Brian Antao
Brian Antao

Reputation: 131

Parallel.Foreach with localFinally gets stalled despite completing all iterations

In My Parallel.ForEach Loop the localFinally delegate does get called on all the threads. I have found this to happen as my Parallel Loop stalls. In my Parallel Loop I have about three condition check stages that return before completion of the Loop. And it seems that it is when the Threads are returned from these stages and not the execution of the entire body that it does not execute the localFinally delegate.

The Loop structure is as follows:

 var startingThread = Thread.CurrentThread;
 Parallel.ForEach(fullList, opt,
         ()=> new MultipleValues(),
         (item, loopState, index, loop) =>
         {
            if (cond 1)
                return loop;
            if (cond 2)
                {
                process(item);
                return loop;
                }
            if (cond 3)
                return loop;

            Do Work(item);
            return loop;
          },
          partial =>
           {
              Log State of startingThread and threads
            } );

I have run the loop on a small data set and logged in detail and found that while the Parallel.ForEach completes all the iterations and the Log at the last thread of localFinally is -- Calling Thread State is WaitSleepJoin for Thread 6 Loop Indx 16
the Loop still does not complete gracefully and remains stalled... any clues why the stalls ?

Cheers!

Upvotes: 3

Views: 1726

Answers (2)

svick
svick

Reputation: 244777

I think you just misunderstood what localFinally means. It's not called for each item, it's called for each thread that is used by Parallel.ForEach(). And many items can share the same thread.

The reason why it exists is that you can perform some aggregation independently on each thread, and join them together only in the end.
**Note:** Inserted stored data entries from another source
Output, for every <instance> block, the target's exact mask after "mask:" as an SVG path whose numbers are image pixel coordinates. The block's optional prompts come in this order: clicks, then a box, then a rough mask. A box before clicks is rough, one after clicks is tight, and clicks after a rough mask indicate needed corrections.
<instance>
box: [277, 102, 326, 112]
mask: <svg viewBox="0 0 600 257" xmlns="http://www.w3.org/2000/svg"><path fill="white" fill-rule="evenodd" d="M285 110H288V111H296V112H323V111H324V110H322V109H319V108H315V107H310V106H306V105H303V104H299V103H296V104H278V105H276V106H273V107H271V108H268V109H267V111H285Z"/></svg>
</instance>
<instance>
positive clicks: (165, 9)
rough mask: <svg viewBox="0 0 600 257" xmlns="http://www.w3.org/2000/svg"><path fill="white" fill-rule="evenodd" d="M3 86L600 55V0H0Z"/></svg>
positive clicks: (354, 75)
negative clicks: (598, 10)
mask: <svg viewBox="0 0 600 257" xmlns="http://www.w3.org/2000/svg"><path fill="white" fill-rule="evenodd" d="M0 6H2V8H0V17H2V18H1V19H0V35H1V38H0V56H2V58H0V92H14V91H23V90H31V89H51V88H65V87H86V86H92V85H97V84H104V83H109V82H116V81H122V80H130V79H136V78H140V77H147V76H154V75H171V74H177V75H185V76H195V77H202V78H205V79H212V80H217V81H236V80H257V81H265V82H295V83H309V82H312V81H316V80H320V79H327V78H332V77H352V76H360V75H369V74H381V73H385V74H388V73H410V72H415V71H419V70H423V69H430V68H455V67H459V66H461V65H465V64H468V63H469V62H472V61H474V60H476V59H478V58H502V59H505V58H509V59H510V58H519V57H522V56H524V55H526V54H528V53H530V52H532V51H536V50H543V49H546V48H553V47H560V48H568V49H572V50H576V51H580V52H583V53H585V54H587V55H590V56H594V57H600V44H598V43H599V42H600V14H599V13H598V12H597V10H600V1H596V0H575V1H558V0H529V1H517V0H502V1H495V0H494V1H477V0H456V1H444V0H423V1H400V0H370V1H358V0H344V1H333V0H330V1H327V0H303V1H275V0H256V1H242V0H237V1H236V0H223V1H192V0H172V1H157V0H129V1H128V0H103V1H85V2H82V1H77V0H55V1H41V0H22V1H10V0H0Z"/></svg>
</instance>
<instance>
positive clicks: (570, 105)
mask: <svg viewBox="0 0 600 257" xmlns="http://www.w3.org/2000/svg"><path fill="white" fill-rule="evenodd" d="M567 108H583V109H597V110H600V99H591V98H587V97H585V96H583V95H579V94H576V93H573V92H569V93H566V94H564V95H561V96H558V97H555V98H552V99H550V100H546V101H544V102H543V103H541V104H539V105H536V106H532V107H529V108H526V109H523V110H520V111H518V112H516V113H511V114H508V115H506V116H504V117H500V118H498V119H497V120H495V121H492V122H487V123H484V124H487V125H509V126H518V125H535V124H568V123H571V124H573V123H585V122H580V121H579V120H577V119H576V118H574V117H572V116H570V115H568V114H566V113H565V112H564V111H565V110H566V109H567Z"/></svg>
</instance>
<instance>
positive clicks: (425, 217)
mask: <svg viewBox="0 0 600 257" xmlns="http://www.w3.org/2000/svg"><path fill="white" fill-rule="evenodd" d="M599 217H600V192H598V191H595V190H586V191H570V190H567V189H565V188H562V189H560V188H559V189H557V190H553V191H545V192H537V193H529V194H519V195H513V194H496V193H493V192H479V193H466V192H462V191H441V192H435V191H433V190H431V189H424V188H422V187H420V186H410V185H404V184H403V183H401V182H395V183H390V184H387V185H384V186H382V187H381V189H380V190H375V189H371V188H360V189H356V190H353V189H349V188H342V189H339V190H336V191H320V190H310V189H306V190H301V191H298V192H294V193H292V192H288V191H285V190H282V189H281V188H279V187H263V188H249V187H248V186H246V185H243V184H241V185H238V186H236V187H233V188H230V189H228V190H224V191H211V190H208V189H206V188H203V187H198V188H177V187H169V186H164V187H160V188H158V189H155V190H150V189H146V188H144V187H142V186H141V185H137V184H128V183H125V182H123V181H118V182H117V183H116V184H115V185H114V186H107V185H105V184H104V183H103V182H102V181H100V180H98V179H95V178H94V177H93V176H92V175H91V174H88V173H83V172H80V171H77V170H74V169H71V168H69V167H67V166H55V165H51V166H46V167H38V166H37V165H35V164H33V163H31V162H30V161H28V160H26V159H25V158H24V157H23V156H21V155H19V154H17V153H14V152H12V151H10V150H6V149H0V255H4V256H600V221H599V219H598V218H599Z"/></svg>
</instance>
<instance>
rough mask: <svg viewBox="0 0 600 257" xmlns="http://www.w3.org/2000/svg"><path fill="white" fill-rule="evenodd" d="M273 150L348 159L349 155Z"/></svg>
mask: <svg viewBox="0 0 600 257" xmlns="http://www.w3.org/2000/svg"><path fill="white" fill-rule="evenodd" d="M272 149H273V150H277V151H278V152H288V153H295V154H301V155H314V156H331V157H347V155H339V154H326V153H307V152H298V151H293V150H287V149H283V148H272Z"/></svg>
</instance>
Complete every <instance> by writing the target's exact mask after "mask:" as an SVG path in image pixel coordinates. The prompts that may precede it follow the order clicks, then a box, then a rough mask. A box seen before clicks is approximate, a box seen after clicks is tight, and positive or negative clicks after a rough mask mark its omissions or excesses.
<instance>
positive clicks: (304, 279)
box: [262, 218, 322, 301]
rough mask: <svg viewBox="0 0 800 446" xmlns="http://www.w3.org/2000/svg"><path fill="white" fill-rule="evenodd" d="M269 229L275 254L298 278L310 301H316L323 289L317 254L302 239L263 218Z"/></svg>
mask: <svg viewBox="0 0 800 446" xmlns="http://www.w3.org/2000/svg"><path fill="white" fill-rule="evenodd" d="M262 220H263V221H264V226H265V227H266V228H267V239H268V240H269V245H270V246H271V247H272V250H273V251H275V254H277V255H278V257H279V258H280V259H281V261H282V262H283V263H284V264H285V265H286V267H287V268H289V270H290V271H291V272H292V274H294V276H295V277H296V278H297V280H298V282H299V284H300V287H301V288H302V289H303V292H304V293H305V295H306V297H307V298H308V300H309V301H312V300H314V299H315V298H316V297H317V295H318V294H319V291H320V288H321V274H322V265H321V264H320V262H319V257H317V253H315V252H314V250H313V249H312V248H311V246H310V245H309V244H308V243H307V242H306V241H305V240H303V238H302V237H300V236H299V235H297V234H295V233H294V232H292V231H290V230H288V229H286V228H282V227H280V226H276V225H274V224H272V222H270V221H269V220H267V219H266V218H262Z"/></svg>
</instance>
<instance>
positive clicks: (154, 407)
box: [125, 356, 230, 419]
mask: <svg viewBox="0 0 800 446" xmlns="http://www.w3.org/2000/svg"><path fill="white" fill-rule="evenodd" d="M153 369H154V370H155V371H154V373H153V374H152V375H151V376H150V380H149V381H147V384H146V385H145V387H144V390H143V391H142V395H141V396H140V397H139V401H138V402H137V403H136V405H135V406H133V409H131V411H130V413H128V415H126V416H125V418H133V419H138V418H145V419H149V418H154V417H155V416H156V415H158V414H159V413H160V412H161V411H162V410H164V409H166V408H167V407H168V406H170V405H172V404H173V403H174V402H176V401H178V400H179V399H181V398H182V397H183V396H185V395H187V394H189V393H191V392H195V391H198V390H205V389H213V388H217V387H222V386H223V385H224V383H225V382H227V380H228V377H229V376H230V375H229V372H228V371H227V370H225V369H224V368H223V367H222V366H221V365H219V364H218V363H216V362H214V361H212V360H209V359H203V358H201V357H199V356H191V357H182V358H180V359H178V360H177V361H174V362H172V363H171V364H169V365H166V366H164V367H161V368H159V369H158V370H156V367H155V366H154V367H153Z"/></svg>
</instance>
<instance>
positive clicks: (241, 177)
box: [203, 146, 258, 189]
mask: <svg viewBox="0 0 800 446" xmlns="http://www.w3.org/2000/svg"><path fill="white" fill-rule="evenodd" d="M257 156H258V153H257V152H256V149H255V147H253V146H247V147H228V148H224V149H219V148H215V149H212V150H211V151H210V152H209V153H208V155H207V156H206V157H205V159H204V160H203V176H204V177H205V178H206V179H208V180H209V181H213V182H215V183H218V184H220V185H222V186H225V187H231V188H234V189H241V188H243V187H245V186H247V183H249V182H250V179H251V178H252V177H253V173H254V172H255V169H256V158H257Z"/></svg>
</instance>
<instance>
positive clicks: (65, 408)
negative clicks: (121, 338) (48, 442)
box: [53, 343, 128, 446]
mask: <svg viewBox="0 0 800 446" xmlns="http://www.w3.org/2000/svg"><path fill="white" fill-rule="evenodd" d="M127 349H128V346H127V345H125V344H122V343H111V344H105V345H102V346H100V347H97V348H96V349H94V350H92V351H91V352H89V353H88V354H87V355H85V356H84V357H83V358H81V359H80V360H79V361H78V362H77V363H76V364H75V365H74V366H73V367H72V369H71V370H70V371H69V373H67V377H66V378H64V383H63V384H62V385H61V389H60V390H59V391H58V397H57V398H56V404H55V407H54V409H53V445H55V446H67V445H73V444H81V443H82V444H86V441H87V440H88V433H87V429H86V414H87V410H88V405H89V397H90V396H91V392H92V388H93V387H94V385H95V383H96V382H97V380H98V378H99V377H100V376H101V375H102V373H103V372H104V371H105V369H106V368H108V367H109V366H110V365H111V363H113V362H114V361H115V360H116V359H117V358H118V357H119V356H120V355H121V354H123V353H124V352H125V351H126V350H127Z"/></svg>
This way, you have to deal with synchronization (and have it impact your performance) only in a very small piece of code.

For example, if you want to compute the sum of score for a collection of items, you could do it like this:

int totalSum = 0;
Parallel.ForEach(
    collection, item => Interlocked.Add(ref totalSum, ComputeScore(item)));

But here, you call Interlocked.Add() for every item, which can be slow. Using localInit and localFinally, you can rewrite the code like this:

int totalSum = 0;
Parallel.ForEach(
    collection,
    () => 0,
    (item, state, localSum) => localSum + ComputeScore(item),
    localSum => Interlocked.Add(ref totalSum, localSum));

Notice that the code uses Interlocked.Add() only in the localFinally and does access the global state in body. This way, the cost of synchronization is paid only a few times, once for each thread used.

Note: I used Interlocked in this example, because it is very simple and quite obviously correct. If the code was more complicated, I would use lock first, and try to use Interlocked only when it was necessary for good performance.

Upvotes: 1

Me.Name
Me.Name

Reputation: 12544

Just did a quick test run after seeing the definition of localFinally (executed after each thread finished), which had me suspecting that that could mean there would be far less threads created by parallelism than loops executed. e.g.

        var test = new List<List<string>> ();
        for (int i = 0; i < 1000; i++)
        {
            test.Add(null);
        }

        int finalcount = 0;
        int itemcount = 0;
        int loopcount = 0;

        Parallel.ForEach(test, () => new List<string>(),
            (item, loopState, index, loop) =>
            {
                Interlocked.Increment(ref loopcount);
                loop.Add("a");
                //Thread.Sleep(100);
                return loop;
            },
            l =>
            {
                Interlocked.Add(ref itemcount, l.Count);                    
                Interlocked.Increment(ref finalcount);                    
            });

at the end of this loop, itemcount and loopcount were 1000 as expected, and (on my machine) finalcount 1 or 2 depending on the speed of execution. In the situation with the conditions: when returned directly the execution is probably much faster and no extra threads are needed. only when the dowork is executed more threads are needed. However the parameter (l in my case) contains the combined list of all executions. Could this be the cause of the logging difference?